五月

▽飼い犬はそこの主人の性質をそつくりだと言う。とすると私ンところの犬は、何かおちつかなく、こせこせして尾を垂れつぱなしだ。なるほど自分のはしたない日常性をのぞかれているようである。
▽変なところで強がつて見せ、ほんとうは弱いんだが、それらしく表情をおしかくしているような風があつたりして、鎖につながれてゆく大きいよその犬に向つて私の犬はしきりに吠えるのである。
▽めす犬だから時期がめぐりくる頃に発情を享け入れ、姙むのでその出産のあと始末が大変だ。はじめは貰い手がたくさんあつて、それぞれ片が付いて行つたが、度重なると同じ人がいい返事をしてくれるものではないことを知つているので、これはと思うひとをさがさねばならない。
▽そもそもこの犬を持つて来た人は川柳をたしなむ同じ道の方だがいい草を今も覚えている。「とても可愛くて。とてもやさしい犬なんだ、めすだよ、めすで強いのなんて聞いたことがない」こう納得攻めで置いて行つた。なるほどころころして、じやれついて、適当に鳴いて見せ、頃合いに甘えて、まことにもつて可愛いく、そしてまたやさしい。あとで考えたことだが、可愛いく、やさしいことは小さいうちはおすだつて同じだと言う真実だつたが、そのときは無性に可愛いく、やさしかつた。
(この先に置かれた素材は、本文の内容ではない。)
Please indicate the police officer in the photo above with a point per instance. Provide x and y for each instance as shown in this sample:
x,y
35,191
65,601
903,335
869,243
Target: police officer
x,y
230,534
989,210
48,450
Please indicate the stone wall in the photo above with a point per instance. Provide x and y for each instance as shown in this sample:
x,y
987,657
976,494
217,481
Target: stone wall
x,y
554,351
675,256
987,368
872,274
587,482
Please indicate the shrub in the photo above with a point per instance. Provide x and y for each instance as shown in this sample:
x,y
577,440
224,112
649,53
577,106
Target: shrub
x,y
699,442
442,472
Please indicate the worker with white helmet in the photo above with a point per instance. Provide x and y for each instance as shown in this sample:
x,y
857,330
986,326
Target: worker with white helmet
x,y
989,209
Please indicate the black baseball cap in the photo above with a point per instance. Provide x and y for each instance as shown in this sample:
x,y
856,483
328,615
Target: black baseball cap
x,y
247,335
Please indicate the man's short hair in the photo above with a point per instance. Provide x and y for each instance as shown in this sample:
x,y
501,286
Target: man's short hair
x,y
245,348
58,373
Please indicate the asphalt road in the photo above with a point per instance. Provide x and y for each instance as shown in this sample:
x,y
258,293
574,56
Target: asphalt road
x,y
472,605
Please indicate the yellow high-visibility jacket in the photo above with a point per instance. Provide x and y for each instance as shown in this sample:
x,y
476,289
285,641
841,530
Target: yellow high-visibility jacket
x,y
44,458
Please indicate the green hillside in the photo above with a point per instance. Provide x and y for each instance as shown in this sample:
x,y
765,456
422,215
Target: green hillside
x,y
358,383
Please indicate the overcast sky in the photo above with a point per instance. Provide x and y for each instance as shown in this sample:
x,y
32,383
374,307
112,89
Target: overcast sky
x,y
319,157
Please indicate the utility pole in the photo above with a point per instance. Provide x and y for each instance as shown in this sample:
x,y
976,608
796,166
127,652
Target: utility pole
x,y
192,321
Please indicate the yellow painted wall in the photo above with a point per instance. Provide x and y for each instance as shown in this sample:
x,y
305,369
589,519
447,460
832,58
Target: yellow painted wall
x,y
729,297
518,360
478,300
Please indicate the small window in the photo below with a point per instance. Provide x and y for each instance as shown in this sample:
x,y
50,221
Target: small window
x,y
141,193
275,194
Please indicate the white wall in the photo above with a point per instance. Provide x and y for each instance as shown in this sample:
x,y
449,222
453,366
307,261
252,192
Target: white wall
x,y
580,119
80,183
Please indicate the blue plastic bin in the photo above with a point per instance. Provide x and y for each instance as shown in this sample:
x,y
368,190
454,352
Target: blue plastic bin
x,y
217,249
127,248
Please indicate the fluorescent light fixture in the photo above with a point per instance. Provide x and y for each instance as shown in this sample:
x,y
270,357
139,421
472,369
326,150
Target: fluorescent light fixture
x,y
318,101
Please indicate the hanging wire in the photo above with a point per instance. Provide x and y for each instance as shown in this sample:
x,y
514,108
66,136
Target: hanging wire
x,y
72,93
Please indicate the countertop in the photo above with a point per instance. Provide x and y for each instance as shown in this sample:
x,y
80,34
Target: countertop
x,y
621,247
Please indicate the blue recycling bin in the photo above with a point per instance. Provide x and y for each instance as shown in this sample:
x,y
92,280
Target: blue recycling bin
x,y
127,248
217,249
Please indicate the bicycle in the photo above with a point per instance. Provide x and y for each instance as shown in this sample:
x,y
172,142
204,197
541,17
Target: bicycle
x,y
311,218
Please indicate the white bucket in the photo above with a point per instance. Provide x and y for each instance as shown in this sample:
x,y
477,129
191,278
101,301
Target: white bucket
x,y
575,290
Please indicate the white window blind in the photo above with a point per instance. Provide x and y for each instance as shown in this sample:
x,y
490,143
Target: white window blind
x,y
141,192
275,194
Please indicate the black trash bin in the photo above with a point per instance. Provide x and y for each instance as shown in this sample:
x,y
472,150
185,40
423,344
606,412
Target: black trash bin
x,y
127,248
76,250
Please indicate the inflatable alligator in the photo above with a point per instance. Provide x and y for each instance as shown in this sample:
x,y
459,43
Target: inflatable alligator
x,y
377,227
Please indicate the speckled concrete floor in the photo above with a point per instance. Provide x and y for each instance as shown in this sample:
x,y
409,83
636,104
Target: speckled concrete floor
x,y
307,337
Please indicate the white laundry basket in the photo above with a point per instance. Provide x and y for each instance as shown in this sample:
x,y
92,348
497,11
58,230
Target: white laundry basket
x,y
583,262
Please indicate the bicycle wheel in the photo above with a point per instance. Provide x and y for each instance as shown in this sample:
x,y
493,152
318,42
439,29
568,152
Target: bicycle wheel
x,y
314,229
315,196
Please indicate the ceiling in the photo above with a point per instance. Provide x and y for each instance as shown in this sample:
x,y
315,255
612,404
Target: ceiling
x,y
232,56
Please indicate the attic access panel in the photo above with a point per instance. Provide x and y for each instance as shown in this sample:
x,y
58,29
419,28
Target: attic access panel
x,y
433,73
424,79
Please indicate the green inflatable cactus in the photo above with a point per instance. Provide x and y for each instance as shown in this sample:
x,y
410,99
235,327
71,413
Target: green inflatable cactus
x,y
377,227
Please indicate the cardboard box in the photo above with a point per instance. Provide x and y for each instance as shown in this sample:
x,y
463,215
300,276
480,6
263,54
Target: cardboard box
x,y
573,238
▽責任をなすりつけるつもりはないが、おめでたが近付くと、必ずこの世話人慶事を伝え、その処分方法の一端を強要することにきめている。めすのやさしさを押しつけた手前、彼氏もむげにことわることはしない。犬好き同志と言つたところで、「よし来た」とばかり貰い手を物色してくれるのである。
▽ところで一匹、二匹と言う人間誕生と違い、必ずといつていいほど三つ児以上の多産だ。世話人だけの口聞きだけではとても捌ききれるものではない。いい考えが浮んで、近頃では来付けの屑買いになにがしの金子で捨子することにきめた。ところがいくつも入れた箱がこちらの名入れだつたことを忘れ、数時間も経ぬのに近所の子供たちにワツシヨイ〱でかつぎこまれて閉口したことがあつた。